Depois de Suassuna, o chefe de gabinete do senador Magno Malta (PL-ES), Hazenclever Lopes Cançado, prestou esclarecimentos. Darci Vedoin havia dito que encontrara com ele no gabinete do senador. Hazenclever negou.

O que mais chamou a atenção do relator Demóstenes Torres (PFL-GO), responsável pelo processo de Malta, foi a suspeita de enriquecimento ilícito por parte de Hazenclever, que contou que sua mulher e suas duas filhas são proprietárias de uma faculdade de ensino à distância. E teve uma concessão de TV, depois revendida, segundo contou.

Demóstenes também tem dúvidas sobre a origem do veículo usado por Malta, que disse que o deputado Lino Rossi (PP-MT) lhe emprestara o veículo. Porém, um dos donos do carro, José Luiz Cardoso, teve dificuldades em explicar por que, um ano depois de vendido, o automóvel ainda continuava em seu nome.

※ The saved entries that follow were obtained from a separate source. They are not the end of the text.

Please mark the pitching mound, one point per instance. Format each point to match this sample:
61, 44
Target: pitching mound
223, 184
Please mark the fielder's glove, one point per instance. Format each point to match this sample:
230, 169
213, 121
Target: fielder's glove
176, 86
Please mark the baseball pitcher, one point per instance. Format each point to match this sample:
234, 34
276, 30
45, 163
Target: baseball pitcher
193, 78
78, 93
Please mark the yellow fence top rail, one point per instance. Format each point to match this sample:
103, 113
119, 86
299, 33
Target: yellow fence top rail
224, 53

- A única certeza que temos é que o carro saiu da fábrica- ironizou Demóstenes.

A última atividade do conselho foi a acareação entre Luiz Antonio Vedoin, o genro da senadora Serys Slhessarenko (PT-MT), Paulo Roberto Ribeiro, e o genro de Darci Vedoin, Ivo Marcelo Spínola. Ribeiro manteve o que disse anteriormente: que teria recebido R$37.200 da Planam como pagamento por venda de materiais hospitalares. Vedoin disse que pagou R$35 mil em dinheiro para ele pagar dívidas de campanha de Serys, mas fez questão de livrar a senadora.